Your data.
Your machine.
Their browser.

Peer-to-Peer-to-People.
The Sovereignty Principle, in one command.

Sensitive data can't leave the site.
But analysis is collaborative.

  • Healthcare, legal, finance — uploading a KLS to someone else's cloud is simply not an option. Legal weight.
  • But the CFO wants headline numbers on their iPad — and the consultant reviews from Zurich, and the auditor verifies from Bern.
  • These people are rarely in the same room — or on the same network, or willing to install software.
  • Traditional tools force a choice — upload everything to the cloud, or stay local and lonely. P2P2P refuses the choice.

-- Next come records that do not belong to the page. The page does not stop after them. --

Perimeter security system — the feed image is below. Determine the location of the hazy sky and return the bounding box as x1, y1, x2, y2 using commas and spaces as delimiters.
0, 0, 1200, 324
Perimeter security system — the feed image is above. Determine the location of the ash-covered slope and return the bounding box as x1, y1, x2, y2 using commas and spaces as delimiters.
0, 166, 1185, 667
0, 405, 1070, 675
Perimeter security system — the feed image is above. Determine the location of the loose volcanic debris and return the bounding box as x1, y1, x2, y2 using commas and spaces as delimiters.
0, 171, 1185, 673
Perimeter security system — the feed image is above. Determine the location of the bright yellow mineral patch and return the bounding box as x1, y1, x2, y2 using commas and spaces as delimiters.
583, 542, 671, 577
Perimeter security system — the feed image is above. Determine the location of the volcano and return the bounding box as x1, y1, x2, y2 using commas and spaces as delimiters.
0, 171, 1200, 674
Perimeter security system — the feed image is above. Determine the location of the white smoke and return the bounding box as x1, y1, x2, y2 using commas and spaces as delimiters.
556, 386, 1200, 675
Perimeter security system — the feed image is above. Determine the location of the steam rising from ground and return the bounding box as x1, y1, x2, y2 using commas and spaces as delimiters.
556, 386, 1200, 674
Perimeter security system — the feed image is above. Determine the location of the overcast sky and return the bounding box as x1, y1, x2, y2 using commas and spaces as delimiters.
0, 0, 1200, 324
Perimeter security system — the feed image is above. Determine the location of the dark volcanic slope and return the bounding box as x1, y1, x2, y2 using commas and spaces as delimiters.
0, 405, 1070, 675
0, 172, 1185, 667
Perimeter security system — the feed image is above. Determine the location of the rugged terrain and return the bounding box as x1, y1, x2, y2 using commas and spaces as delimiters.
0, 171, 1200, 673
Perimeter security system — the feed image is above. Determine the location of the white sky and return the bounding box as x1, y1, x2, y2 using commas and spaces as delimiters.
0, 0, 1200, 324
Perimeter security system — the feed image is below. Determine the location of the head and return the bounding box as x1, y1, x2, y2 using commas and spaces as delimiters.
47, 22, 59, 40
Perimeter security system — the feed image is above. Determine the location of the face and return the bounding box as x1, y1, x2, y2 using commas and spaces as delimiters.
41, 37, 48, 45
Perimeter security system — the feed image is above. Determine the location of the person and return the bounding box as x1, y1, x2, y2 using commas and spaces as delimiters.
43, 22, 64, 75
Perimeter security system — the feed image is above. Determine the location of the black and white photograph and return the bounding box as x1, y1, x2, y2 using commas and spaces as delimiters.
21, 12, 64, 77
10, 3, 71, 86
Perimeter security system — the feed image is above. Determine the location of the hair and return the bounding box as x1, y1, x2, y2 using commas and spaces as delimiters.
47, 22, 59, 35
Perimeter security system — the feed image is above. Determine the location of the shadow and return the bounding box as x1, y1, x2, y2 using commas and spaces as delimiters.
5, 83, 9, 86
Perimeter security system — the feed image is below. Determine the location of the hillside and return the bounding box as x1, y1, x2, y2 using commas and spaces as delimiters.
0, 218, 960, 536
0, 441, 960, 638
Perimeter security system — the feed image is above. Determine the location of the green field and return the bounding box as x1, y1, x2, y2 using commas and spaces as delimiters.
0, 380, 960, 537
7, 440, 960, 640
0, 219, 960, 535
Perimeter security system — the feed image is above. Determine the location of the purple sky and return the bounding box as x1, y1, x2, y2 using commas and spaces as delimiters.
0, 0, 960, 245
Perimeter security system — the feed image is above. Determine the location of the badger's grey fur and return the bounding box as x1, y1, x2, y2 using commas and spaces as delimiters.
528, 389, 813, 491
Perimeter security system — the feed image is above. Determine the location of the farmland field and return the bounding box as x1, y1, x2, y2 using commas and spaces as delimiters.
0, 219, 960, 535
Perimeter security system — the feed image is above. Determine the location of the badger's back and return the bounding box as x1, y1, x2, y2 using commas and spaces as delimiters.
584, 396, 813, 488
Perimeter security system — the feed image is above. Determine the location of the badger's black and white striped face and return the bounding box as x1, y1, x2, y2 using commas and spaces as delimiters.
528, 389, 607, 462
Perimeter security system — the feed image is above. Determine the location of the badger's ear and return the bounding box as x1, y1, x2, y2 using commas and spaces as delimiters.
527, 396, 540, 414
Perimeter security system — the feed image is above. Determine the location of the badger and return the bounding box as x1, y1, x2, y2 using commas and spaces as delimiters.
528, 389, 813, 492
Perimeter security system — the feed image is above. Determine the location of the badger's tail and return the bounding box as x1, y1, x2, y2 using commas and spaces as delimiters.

KLS stays on your machine.
Explorer becomes a query router.

On Your Machine
The proxy opens the KLS read-only.
A Cloudflare Tunnel punches through NAT.
SQL whitelist blocks writes.

Your data. Never leaves.
In the Cloud
Explorer renders the UI.
Routes queries through the tunnel.
Stores nothing — pass-through only.

The UI. Horizontally scalable.
In Their Browser
CFO, auditor, consultant.
Click the URL, browse findings.
No login, no install.

The insight. Delivered.

Build. Share. Unplug.

Build
jinflow make
KLS lives on your machine.
Nothing uploaded.
Share
jinflow-proxy --tunnel
Get a URL.
Send it to whoever needs it.
Unplug
Ctrl+C.
Data disappears
from the internet. Instantly.

No R2 credentials. No bucket policies. No revocation latency.
The proxy is running only as long as you want it to be.

The decision is physical, not administrative.

  • You don't revoke a permission — you unplug. Ctrl+C removes the data from the internet. Revocation latency is zero.
  • KLS opened read-only. SQL whitelist: SELECT / WITH / SHOW / DESCRIBE / PRAGMA only. Writes are blocked at the transport layer.
  • Explorer stores nothing. Query results pass through — they are never written to disk. The proxy directory is in-memory and wiped on restart.
  • Cloudflare Tunnel = HTTPS. TLS everywhere. Tunnel URLs are random subdomains; for production, named tunnels with access policies.

Data sovereignty = the owner decides, moment by moment.

Stealth mode. Identified mode.
You choose, per session.

Stealth (default)
No login, no account, no trace. Click the URL, browse.
Lowest-friction path to value. Answers "what does this do?" before asking "who are you?"
Identified (opt-in)
GitHub OAuth. Unlocks notebook, bookmarks, audit trail.
For regulatory reviews, consulting engagements, audit-grade sessions.
The owner decides
jinflow-proxy --tunnel (stealth)
jinflow-proxy --tunnel --require-auth (identified)
One flag flips the trust model.
Capabilities are unified
Same requireCapability() system across all deployment modes.
The code paths converge. The only variable is how identity is established.

P2P2P is not always-on.
That is the feature, not the limit.

Cloud (R2)
Data in a bucket.
Encrypted at rest.
IAM policies, bucket ACLs.
Revocation: minutes.

Always on. Data in cloud.
P2P2P
Data on your machine.
Physical access control.
Ctrl+C revokes everything.
Revocation: instant.

On when you say so.
Both can coexist
The tenant picker shows both.
Non-sensitive tenants in R2,
sensitive tenants via proxy.

Same UI. Same queries.

Browser → Explorer → Tunnel → KLS → Back.

Browser
CFO, auditor
Explorer
renders UI
Tunnel
TLS
Your KLS
read-only

The Explorer stores nothing. The tunnel is stateless.
Your KLS answers queries from your machine. Results travel back the same way.

No replication. No caching. No persistence outside your house.

Your data.
Your machine.
Their browser.

Your hospital's data never leaves your server room.
But your CFO, consultant, and auditor all see live findings.
All at the same time. All through a single URL.

Close the laptop. The data vanishes from the internet. Instantly.